Re: Error with Hadoop-0.4.0

Posted by Jérôme Charron <je...@gmail.com>.

> I have the same problem on a distribute environment! :-(
> So I think can confirm this is a bug.

Thanks for this feedback Stefan.


> We should fix that.

What I suggest, is simply to remove the line 75 in createJob method from
CrawlDb :
setInputPath(new Path(crawlDb, CrawlDatum.DB_DIR_NAME));
In fact, this method is only used by Injector.inject() and CrawlDb.update()
and
the inputPath setted in createJob is not needed neither by Injector.inject()
nor
CrawlDb.update() methods.

If no objection, I will commit this change tomorrow.

Regards

Jérôme

-- 
http://motrech.free.fr/
http://www.frutch.org/

Re: Error with Hadoop-0.4.0

Posted by Stefan Groschupf <sg...@media-style.com>.

Hi Jérôme,

I have the same problem on a distribute environment! :-(
So I think can confirm this is a bug.
We should fix that.

Stefan

On 06.07.2006, at 08:54, Jérôme Charron wrote:

> Hi,
>
> I encountered some problems with Nutch trunk version.
> In fact it seems to be related to changes related to Hadoop-0.4.0  
> and JDK
> 1.5
> (more precisely since HADOOP-129 and File replacement by Path).
>
> In my environment, the crawl command terminate with the following  
> error:
> 2006-07-06 17:41:49,735 ERROR mapred.JobClient  
> (JobClient.java:submitJob(273))
> - Input directory /localpath/crawl/crawldb/current in local is  
> invalid.
> Exception in thread "main" java.io.IOException: Input directory
> /localpathcrawl/crawldb/current in local is invalid.
>        at org.apache.hadoop.mapred.JobClient.submitJob 
> (JobClient.java:274)
>        at org.apache.hadoop.mapred.JobClient.runJob(JobClient.java: 
> 327)
>        at org.apache.nutch.crawl.Injector.inject(Injector.java:146)
>        at org.apache.nutch.crawl.Crawl.main(Crawl.java:105)
>
> By looking at the Nutch code, and simply changing the line 145 of  
> Injector
> by mergeJob.setInputPath(tempDir) (instead of mergeJob.addInputPath
> (tempDir))
> all is working fine. By taking a closer look at CrawlDb code, I  
> finaly don"t
> understand why there is the following line in the createJob method:
> job.addInputPath(new Path(crawlDb, CrawlDatum.DB_DIR_NAME));
>
> For curiosity, if a hadoop guru can explain why there is such a
> regression...
>
> Does somebody have the same error?
>
> Regards
>
> Jérôme
>
> -- 
> http://motrech.free.fr/
> http://www.frutch.org/

Re: Error with Hadoop-0.4.0

Posted by Jérôme Charron <je...@gmail.com>.

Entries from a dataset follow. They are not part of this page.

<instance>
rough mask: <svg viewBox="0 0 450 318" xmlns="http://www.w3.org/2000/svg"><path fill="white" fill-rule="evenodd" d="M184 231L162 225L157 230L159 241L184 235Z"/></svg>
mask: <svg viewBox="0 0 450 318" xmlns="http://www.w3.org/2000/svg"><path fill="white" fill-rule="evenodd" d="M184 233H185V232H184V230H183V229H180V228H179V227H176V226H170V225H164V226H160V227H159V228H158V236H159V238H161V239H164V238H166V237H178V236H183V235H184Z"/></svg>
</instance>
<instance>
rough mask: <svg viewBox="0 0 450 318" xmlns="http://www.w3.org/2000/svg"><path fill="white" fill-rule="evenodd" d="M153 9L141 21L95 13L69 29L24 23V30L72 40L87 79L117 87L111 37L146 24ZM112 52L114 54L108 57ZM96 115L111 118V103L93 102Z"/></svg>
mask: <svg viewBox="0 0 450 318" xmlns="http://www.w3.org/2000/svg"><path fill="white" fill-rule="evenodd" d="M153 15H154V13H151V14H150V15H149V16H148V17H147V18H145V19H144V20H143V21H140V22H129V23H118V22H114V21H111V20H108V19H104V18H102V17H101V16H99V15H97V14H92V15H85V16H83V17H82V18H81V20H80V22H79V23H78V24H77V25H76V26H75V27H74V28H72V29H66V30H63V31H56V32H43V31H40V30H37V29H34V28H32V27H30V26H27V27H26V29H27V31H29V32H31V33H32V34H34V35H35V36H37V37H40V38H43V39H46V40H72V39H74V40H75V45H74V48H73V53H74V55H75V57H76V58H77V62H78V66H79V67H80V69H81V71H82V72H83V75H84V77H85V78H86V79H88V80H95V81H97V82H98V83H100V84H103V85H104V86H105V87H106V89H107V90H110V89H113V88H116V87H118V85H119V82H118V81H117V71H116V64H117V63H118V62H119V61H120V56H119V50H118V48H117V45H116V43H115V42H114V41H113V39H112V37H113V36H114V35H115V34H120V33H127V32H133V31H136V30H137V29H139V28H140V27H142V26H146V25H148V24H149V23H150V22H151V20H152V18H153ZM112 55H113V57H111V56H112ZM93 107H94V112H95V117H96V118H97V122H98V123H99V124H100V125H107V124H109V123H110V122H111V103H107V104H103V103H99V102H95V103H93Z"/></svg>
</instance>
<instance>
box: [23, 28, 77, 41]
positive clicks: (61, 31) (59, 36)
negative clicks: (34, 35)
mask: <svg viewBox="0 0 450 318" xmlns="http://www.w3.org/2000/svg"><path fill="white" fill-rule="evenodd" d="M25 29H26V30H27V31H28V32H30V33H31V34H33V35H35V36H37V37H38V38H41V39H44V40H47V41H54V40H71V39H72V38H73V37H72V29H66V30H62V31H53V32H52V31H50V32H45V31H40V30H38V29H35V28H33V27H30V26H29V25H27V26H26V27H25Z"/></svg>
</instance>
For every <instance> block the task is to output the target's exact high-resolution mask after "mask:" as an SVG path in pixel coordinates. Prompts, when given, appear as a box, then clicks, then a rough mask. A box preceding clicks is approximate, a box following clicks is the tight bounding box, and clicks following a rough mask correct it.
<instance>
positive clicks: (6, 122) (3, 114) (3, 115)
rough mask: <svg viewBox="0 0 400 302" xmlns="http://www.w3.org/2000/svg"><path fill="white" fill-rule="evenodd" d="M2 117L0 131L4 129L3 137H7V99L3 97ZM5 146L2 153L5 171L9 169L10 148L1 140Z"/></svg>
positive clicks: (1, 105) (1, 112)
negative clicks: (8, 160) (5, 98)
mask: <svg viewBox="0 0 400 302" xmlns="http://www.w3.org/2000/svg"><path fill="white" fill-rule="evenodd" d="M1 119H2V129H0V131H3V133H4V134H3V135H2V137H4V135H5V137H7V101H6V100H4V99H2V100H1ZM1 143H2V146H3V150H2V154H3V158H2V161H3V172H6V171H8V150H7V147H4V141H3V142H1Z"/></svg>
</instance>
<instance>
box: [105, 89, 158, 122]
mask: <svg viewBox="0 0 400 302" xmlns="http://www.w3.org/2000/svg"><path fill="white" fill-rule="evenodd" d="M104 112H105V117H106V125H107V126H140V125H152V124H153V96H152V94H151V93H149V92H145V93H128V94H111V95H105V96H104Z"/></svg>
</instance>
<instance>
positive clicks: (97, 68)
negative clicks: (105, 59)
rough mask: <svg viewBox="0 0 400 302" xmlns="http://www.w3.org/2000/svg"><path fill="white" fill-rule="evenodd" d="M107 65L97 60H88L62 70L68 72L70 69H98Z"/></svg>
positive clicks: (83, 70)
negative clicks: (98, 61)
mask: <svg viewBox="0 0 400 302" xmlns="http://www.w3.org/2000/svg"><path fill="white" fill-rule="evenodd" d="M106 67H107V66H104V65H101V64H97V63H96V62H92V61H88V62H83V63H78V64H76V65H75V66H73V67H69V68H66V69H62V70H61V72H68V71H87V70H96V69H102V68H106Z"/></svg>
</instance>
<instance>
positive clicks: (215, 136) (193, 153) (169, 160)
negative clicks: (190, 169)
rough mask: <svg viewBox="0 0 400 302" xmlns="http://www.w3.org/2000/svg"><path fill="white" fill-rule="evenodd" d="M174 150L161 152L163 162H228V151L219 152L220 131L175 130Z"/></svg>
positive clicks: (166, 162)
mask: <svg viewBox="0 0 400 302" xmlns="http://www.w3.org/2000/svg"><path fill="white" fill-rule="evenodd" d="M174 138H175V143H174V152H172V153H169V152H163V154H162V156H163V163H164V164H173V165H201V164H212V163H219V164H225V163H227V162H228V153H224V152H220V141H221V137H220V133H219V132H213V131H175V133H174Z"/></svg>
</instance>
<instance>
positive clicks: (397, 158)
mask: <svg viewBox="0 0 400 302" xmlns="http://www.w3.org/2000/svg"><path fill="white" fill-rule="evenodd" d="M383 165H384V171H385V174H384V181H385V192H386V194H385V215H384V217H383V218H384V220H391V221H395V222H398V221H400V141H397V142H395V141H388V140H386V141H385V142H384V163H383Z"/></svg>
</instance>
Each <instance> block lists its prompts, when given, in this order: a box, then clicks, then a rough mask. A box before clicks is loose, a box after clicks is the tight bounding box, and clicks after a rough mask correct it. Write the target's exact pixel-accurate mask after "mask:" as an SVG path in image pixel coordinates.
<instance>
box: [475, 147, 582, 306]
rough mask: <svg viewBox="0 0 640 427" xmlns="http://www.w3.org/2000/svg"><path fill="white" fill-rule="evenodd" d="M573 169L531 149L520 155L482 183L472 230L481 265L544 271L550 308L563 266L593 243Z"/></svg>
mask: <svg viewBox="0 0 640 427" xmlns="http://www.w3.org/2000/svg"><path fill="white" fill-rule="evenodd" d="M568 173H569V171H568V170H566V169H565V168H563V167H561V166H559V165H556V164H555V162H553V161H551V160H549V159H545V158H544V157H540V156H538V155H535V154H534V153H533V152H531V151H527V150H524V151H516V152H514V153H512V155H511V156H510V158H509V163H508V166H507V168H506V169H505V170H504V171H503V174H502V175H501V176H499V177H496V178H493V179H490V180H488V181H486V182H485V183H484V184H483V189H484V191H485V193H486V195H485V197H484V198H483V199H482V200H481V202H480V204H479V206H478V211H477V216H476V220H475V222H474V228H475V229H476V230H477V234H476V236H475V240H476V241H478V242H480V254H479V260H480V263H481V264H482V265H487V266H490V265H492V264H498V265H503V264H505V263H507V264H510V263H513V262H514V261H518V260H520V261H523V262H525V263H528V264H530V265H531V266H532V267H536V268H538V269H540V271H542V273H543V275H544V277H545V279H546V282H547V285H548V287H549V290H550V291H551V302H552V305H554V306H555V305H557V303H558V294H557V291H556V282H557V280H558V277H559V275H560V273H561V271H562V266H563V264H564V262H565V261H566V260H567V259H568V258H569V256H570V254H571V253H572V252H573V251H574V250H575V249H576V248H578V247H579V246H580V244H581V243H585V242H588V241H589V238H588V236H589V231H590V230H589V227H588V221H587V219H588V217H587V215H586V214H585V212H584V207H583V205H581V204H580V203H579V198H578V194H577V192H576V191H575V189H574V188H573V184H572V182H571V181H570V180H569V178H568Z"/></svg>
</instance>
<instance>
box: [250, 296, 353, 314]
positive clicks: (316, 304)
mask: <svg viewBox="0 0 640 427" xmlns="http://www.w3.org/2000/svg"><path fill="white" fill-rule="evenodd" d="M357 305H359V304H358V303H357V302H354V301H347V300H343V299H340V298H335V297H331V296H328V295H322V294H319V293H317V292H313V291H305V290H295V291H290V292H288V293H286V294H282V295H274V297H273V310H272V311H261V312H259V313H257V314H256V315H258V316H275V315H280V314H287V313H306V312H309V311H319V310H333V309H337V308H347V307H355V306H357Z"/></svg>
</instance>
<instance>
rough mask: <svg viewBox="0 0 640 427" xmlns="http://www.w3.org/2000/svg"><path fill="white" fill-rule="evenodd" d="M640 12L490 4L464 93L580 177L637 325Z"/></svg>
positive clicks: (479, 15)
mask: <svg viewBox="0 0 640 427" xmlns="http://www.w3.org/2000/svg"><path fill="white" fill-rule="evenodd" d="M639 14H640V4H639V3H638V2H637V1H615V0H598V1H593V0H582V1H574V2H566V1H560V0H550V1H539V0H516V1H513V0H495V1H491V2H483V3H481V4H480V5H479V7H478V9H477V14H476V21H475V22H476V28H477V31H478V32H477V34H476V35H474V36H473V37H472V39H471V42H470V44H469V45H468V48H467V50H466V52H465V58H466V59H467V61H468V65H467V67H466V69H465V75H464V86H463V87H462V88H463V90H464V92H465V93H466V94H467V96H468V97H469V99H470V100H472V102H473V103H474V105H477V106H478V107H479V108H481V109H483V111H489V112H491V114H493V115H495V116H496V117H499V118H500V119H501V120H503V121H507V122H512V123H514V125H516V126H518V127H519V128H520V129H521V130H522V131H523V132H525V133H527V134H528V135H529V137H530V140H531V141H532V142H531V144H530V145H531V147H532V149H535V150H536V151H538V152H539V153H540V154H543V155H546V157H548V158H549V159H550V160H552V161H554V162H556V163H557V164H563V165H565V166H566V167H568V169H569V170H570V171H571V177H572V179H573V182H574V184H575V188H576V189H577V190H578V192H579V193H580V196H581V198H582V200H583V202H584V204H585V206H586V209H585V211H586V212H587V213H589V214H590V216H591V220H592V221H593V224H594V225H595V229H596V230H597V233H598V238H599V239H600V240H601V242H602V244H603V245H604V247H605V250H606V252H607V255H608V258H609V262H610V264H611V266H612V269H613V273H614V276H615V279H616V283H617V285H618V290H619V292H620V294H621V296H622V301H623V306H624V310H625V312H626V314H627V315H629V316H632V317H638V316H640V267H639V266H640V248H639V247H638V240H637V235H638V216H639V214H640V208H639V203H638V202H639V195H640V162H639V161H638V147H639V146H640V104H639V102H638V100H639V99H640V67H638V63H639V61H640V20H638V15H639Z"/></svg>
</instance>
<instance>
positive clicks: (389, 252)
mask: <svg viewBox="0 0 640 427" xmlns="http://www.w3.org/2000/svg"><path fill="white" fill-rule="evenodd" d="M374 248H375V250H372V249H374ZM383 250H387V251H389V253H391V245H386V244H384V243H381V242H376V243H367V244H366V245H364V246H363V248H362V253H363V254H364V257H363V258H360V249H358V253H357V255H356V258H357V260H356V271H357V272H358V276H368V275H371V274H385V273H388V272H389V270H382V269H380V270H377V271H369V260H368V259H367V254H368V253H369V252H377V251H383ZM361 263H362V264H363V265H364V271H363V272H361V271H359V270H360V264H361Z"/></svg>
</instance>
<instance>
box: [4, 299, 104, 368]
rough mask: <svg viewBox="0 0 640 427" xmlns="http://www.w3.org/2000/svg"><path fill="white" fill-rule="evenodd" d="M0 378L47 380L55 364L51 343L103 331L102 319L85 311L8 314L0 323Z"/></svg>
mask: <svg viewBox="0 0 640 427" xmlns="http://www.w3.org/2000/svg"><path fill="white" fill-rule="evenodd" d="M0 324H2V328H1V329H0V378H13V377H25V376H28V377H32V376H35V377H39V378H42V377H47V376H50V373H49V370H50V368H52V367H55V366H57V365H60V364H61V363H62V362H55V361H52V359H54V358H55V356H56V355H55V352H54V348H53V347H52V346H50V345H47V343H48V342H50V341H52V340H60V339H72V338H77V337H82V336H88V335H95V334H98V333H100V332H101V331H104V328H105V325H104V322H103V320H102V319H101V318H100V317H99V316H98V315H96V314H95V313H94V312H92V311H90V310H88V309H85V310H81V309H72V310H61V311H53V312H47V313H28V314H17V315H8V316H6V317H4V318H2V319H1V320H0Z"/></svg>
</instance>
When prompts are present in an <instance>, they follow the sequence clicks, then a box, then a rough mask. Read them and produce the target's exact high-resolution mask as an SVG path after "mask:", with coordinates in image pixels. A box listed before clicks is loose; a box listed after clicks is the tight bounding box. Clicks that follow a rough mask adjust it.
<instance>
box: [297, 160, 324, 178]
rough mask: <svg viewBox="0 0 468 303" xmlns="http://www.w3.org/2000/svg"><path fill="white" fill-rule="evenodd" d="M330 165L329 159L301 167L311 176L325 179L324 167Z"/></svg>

> > I encountered some problems with Nutch trunk version.
> > In fact it seems to be related to changes related to Hadoop-0.4.0 and
> JDK
> > 1.5
> > (more precisely since HADOOP-129 and File replacement by Path).
> > Does somebody have the same error?
>
> I am not seeing this (just run inject on a single machine(linux)
> configuration, local fs without problems ).

Thanks for your feedback Sami.
The strange think is that I have exactly the same behavior on two different
boxes !!

Jérôme

Re: Error with Hadoop-0.4.0

Posted by Sami Siren <ss...@gmail.com>.

Gal Nitzan wrote:

>To get the same behavior, just try to inject to a new crawldb that doesn't
>exist.
>
>The reason many doesn't get it is that crawldb already exists in their
>environment.
>
>
>  
>
true, I was injecting to existing crawldb.

--
 Sami Siren

RE: Error with Hadoop-0.4.0

Posted by Gal Nitzan <gn...@usa.net>.

To get the same behavior, just try to inject to a new crawldb that doesn't
exist.

The reason many doesn't get it is that crawldb already exists in their
environment.

-----Original Message-----
From: Sami Siren [mailto:ssiren@gmail.com] 
Sent: Thursday, July 06, 2006 7:23 PM
To: nutch-dev@lucene.apache.org
Subject: Re: Error with Hadoop-0.4.0

Jérôme Charron wrote:

> Hi,
>
> I encountered some problems with Nutch trunk version.
> In fact it seems to be related to changes related to Hadoop-0.4.0 and JDK
> 1.5
> (more precisely since HADOOP-129 and File replacement by Path).
> Does somebody have the same error?

I am not seeing this (just run inject on a single machine(linux) 
configuration, local fs without problems ).

--
 Sami Siren

Re: Error with Hadoop-0.4.0

Posted by Sami Siren <ss...@gmail.com>.

Jérôme Charron wrote:

> Hi,
>
> I encountered some problems with Nutch trunk version.
> In fact it seems to be related to changes related to Hadoop-0.4.0 and JDK
> 1.5
> (more precisely since HADOOP-129 and File replacement by Path).
> Does somebody have the same error?

I am not seeing this (just run inject on a single machine(linux) 
configuration, local fs without problems ).

--
 Sami Siren